Holt, who is also a former shareholder and brand strategist of Denver-based Novo Coffee Roasters, said that after spending over a decade building the Ninety Plus brand, crafting taste profiles through fermentation formulas and fostering business relationships in over 40 countries, it’s his latest venture that brings it all home.

Said Holt, “I’ve returned to my roots by binding both disciplines of coffee agriculture and market experience by starting Unravel Coffee.”

The technological trailblazing also doesn’t stop at the Bellwether. A demo model 3-group Slayer Steam adorns Unravel’s current espresso station as a placeholder until the Slayer LP ships next month, after Holt himself plays with the newer model as a featured roaster at the Slayer booth at the SCA Expo in Boston later this month.


Batch brews at Unravel are handled by a Marco Jet6 Twin system, and for single origins the shop turns to copper Fellow kettles and Saint Anthony Industries Phoenix 70 brewers atop Filibuster decanters.

Unravel is also one out of five companies selected by newly-established Saint Anthony Industries sibling company Machina Maximus to demo and provide feedback on the Automatica pourover machine. Said Holt, “So far so good with this time-saving, consistent brewer.”

The coffees served at Unravel are, of course, adventurous. Leveraging his own experience at the vanguard of coffee production and his continued connection with friend and former Ninety Plus colleague Ashenafi Agraw, Holt said he’s “digging in” on coffees processed in standard methods in Sidama, Yirgacheffe and Guji, as well as “experimental micro-lots with single-variety coffees in Sidama consisting of natural carbonic maceration, anaerobic natural and washed, and even a honey process.”
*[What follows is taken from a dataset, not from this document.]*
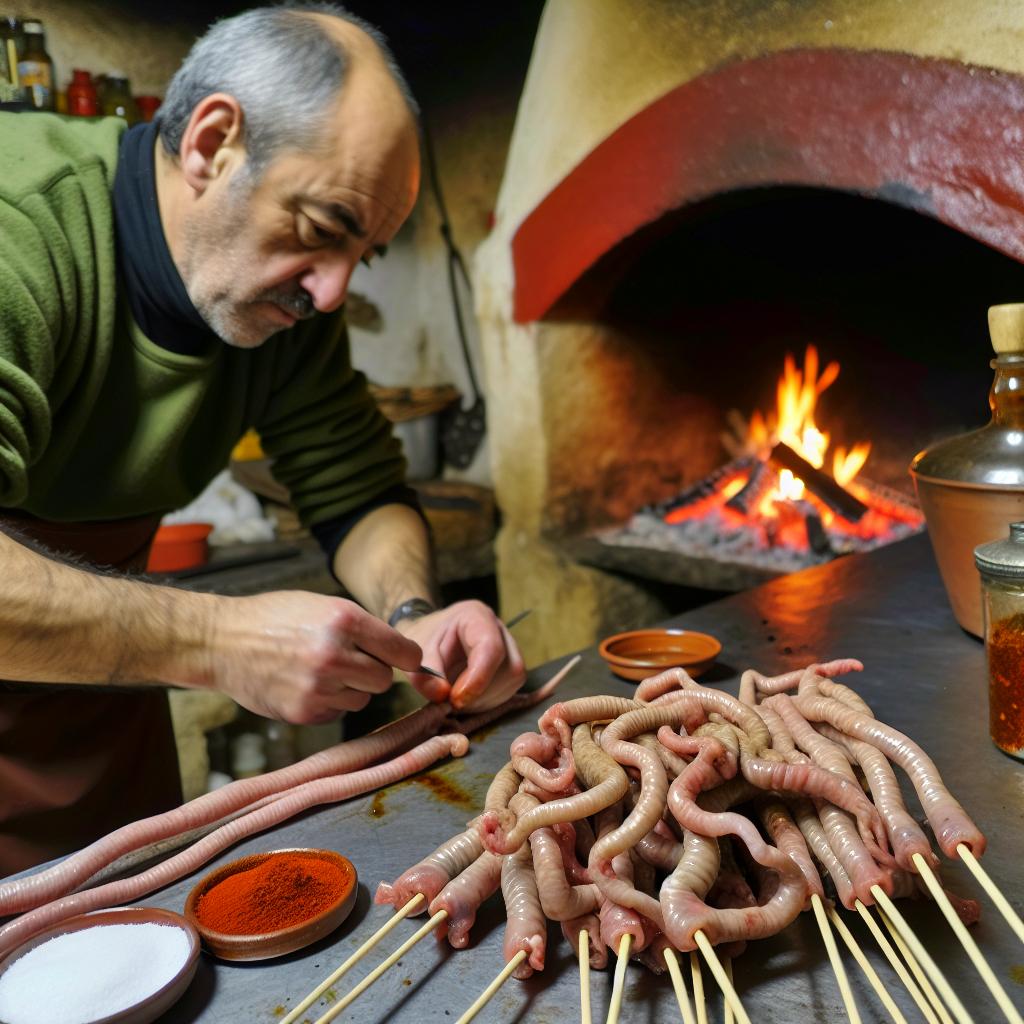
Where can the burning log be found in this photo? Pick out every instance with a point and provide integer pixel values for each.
(761, 480)
(704, 487)
(836, 497)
Those coffees will comprise about two-thirds of offerings at Unravel upon arrival by mid-May, and for the remaining one-third, Unravel will turn to importers such as Shared Source or Caravela Coffee, while also leveraging some direct relationships with producers that Holt has built over the years.
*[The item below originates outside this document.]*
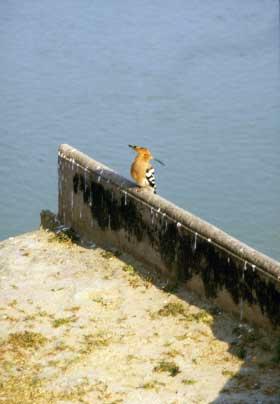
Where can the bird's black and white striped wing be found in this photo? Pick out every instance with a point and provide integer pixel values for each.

Inside the Denver space, patrons can get comfortable on modern furniture designs made from Ambrosia wood by friend and local craftsperson Luke Goodhue. Plenty of lush greenery is positioned around the cafe as well, reflecting Holt’s memories of the gardens and greenhouses he grew up around due to his father’s specialized landscaping business. And wrapping the space is a dashing, airy and colorful reproduction of artwork by Nissa Kauppila.

“Her vision matches Unravel Coffee’s vibe perfectly,” said Holt. “Lots of winding and twisting lines, with an Asian/Australian influence. I knew I had to do something different to make the space captivating, inviting, modern and organic. Her work has been commented on so much, and it’s great to see children’s reactions, as well. They could care less that there’s sweet coffee equipment on the bar. The artwork says it all.”


Current projections for the second shop are for an opening potentially this November in Breckenridge, Colorado.

The debut Unravel Coffee shop is open now at 1441 S. Holly St. in Denver.